Many people believe that improving customer experience (CX) is complicated, confusing, expensive and requires a lot of effort. At Clarasys, we do not believe this is the case. A great CX is usually the result of consistently delivering against the customer’s expectations.
All customers, whether B2C or B2B, want a product or service with the following three characteristics:
- a cost that is within their budget
- quality that meets their expected standards
- delivery standards that meets their needs
In order to improve your CX, a good starting point is to make sure that you understand what your customer’s expectations are in terms of quality and delivery. This understanding will ensure you are tracking the right leading operational KPIs to generate the insight you need to consistently meet their expectations, improve your customer loyalty and to grow your top-line.
The question then becomes: how can you integrate your customer experience with your operational performance? Let’s look at a few simple steps that will help you get started.
1. Understand who your customers are
The first step is to build a comprehensive picture of who your customers are. If possible, take a data-driven approach to look at your customers, and then segment them into relevant groups (i.e. by demographics, behaviours or benefit groups). Customer personas are a useful tool during the analysis to help your organisation understand and empathize with different customer groups.
2. Map customer journeys
A customer journey map is the visual representation of the experience a customer has with an organisation. It allows the business to understand the key interactions with their customers and the moments of truth for areas in which they need to improve to deliver a great and consistent CX. A good journey map also captures different tools and systems that support the customer, as well as the different business teams that get involved throughout the process.

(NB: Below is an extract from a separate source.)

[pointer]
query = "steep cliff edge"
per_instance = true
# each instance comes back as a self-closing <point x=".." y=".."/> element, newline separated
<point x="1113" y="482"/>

3. Gather customer feedback
For businesses to truly understand where to focus, they need to develop an approach for both customer listening and customer feedback. It is important for a business to gather both qualitative (customer verbatim gathered through interviews, surveys, etc.) and quantitative feedback using CX metrics like NPS (Net Promoter Score), CSAT (Customer Satisfaction) or CES (Customer Effort Score). This feedback should be captured to understand the customer’s perception at three different levels: the overall relationship, individual journeys (i.e. the buying process) and individual touchpoints (i.e. a service call) in order to provide a further layer of understanding and measurement of customer sentiment.
4. Understand your customer’s needs
Now that you know who your customers are, you’ve mapped their journeys as customers, and have their feedback, it’s time to go one step further and reach out to some select customers to work out their minimum expectations. You can then define the relevant leading operational KPIs and set clear targets to track how well you are meeting the needs and expectations of your customers. Additionally, it’s important to focus on understanding the strengths of the relationship between your leading indicators and your CX metrics so you can better prioritise your efforts.
5. Create a CX dashboard and drive CX improvements
Dashboarding is the best way to maintain a direct view of the leading metrics behind your operational KPI’s driving your CX. Sharing the metrics that matter most to your organisation’s leaders in real-time will enable your teams to more clearly understand progress involving CX. Using your existing data and systems to visualise your CX will clearly articulate where the organisation stands against customer expectations and organisational targets. When in harmony, the marriage of data and CX will improve employee engagement and top-line results.
Now more than ever, customer experience is a differentiating factor that can make or break a business. By considering these steps, we can help you see that embedding CX across your business is time well spent.